Keeping you in the loop on the conversation around the legalities regarding CBD regulation, we wanted to share news from the UK’s Cannabis Trades Association (CTA) who are launching “systematic campaign of political and media engagement” designed to “keep the pressure” on the Foods Standards Agency (FSA) not to withdraw CBD products from shelves, as a result of last year’s Novel Food classification.
I think we’d agree that it makes sense considering how many humans are benefiting from the plant at present, and as a whole we don’t want to negatively affect access for those that are healing using the plant. Any type of enforcement could hit millions of consumers who regularly use CBD products.
The FSA’s head of food safety policy Michael Wight wrote a letter to the Cannabis Trades Association which said: “The FSA has no current plans to immediately withdraw CBD products from the shelves but retains the right to change this stance if new evidence is produced that concludes CBD is not safe, or for any other relevant reason.”
Last January the European Commission re-classified all CBD sold as food or food supplements (including CBD oil) as “novel”. According to the European Commission, novel food is defined as food “that had not been consumed to a significant degree by humans in the EU before 15 May 1997, when the first Regulation on novel food came into force”.
The reclassification means that manufacturers and distributors wanting to sell CBD food products should apply for novel food authorisation from the European Commission.
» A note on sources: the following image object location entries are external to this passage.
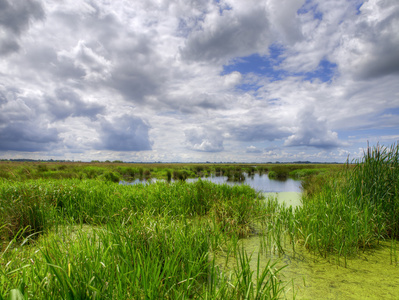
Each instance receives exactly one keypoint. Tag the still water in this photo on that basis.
(373, 274)
(261, 183)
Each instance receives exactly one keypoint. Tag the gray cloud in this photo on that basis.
(68, 103)
(204, 139)
(23, 127)
(313, 132)
(15, 18)
(267, 131)
(125, 133)
(253, 149)
(233, 33)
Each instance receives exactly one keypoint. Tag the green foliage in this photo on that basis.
(144, 241)
(354, 209)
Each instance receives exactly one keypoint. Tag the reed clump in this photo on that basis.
(98, 239)
(355, 208)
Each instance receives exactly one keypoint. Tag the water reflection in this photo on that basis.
(261, 183)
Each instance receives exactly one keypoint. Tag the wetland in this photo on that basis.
(200, 231)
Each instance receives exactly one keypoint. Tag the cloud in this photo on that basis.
(15, 18)
(23, 126)
(239, 31)
(369, 50)
(312, 132)
(204, 139)
(124, 133)
(68, 103)
(253, 149)
(215, 77)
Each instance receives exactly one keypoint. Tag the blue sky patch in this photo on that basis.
(324, 72)
(308, 7)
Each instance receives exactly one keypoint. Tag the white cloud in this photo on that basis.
(146, 79)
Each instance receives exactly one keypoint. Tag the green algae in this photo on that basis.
(372, 274)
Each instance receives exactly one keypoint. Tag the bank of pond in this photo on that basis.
(72, 238)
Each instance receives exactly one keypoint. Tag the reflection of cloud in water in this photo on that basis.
(288, 198)
(261, 183)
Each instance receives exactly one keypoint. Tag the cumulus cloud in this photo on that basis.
(15, 18)
(77, 76)
(238, 31)
(125, 133)
(253, 149)
(370, 49)
(23, 126)
(312, 131)
(204, 139)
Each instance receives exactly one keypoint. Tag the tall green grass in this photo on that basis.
(354, 209)
(93, 239)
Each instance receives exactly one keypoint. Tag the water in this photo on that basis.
(260, 183)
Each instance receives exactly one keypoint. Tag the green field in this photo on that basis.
(71, 231)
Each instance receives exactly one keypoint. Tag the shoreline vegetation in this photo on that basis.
(71, 231)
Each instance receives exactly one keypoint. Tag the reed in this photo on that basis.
(354, 209)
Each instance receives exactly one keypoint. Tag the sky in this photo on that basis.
(198, 80)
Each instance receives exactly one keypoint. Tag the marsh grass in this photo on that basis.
(93, 239)
(354, 209)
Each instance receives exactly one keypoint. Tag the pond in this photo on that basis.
(261, 183)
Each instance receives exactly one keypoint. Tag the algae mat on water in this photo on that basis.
(373, 274)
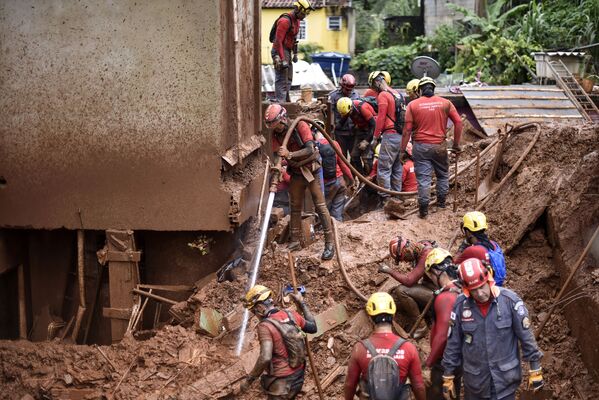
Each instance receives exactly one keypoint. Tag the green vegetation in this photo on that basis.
(498, 45)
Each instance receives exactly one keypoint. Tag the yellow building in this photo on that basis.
(330, 26)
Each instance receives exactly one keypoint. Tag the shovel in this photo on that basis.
(489, 183)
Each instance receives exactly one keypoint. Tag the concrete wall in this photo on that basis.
(436, 13)
(119, 112)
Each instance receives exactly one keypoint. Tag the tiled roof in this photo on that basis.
(288, 3)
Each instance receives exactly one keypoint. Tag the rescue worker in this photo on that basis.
(389, 168)
(343, 128)
(427, 116)
(285, 44)
(335, 186)
(381, 309)
(412, 89)
(280, 380)
(443, 273)
(363, 118)
(486, 326)
(408, 177)
(477, 244)
(304, 168)
(411, 296)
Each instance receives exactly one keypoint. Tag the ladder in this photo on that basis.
(570, 86)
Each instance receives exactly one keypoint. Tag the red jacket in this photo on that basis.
(427, 116)
(284, 36)
(406, 357)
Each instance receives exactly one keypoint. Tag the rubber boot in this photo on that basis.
(422, 210)
(329, 251)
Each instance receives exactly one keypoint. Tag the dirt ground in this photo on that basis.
(177, 362)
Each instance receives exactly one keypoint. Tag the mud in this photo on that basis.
(541, 217)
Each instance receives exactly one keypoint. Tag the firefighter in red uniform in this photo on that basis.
(282, 381)
(441, 270)
(411, 295)
(427, 117)
(304, 167)
(381, 309)
(363, 117)
(284, 44)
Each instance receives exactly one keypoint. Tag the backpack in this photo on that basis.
(400, 111)
(329, 160)
(383, 373)
(498, 263)
(370, 100)
(273, 30)
(293, 337)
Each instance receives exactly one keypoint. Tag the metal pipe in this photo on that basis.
(340, 262)
(563, 289)
(256, 260)
(81, 276)
(308, 349)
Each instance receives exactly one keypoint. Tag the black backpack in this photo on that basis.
(329, 160)
(293, 337)
(383, 373)
(273, 30)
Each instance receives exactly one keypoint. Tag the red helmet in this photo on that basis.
(273, 114)
(347, 81)
(396, 247)
(473, 274)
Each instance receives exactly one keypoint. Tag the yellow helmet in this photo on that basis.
(436, 257)
(344, 106)
(474, 221)
(303, 6)
(380, 303)
(412, 86)
(373, 75)
(255, 295)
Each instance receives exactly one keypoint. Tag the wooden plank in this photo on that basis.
(116, 313)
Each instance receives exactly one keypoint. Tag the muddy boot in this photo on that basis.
(422, 210)
(329, 251)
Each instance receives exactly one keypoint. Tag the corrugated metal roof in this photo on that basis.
(304, 75)
(289, 3)
(494, 106)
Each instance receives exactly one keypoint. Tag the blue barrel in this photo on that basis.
(329, 60)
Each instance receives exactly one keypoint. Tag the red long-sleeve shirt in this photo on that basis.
(427, 116)
(443, 308)
(412, 277)
(364, 114)
(406, 357)
(386, 114)
(284, 36)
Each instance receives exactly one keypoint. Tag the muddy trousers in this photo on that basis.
(411, 300)
(283, 78)
(429, 158)
(435, 391)
(285, 388)
(297, 188)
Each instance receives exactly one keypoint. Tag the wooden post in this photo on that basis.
(22, 303)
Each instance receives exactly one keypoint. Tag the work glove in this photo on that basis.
(277, 62)
(363, 145)
(384, 269)
(245, 385)
(448, 388)
(535, 379)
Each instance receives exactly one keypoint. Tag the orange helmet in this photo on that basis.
(273, 114)
(473, 274)
(396, 247)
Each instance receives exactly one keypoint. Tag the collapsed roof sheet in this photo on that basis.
(494, 106)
CBD products that have not been granted such authorisation are technically at risk of enforcement action. This is why, if you are planning to start a new CBD brand, then make sure that you get it third party tested – feel free to get in touch with us for guidance on that!
In the UK, where shoppers are already spending more than £300m a year on a wide range of CBD products, the FSA has been seeking a “proportionate way forward by working with local authorities, businesses and consumers to clarify how to achieve compliance in the marketplace in a proportionate manner”.
Responding to the FSA’s letter, CTA chairman Mike Harlington said: “It seems clear to us from our direct communication with the FSA, and from correspondence between them and other interested parties shown to us, that they acknowledge that the information available does not suggest any significant safety concerns related to CBD products. I believe that this should be a source of some reassurance to the members of our trade association and the industry as a whole.”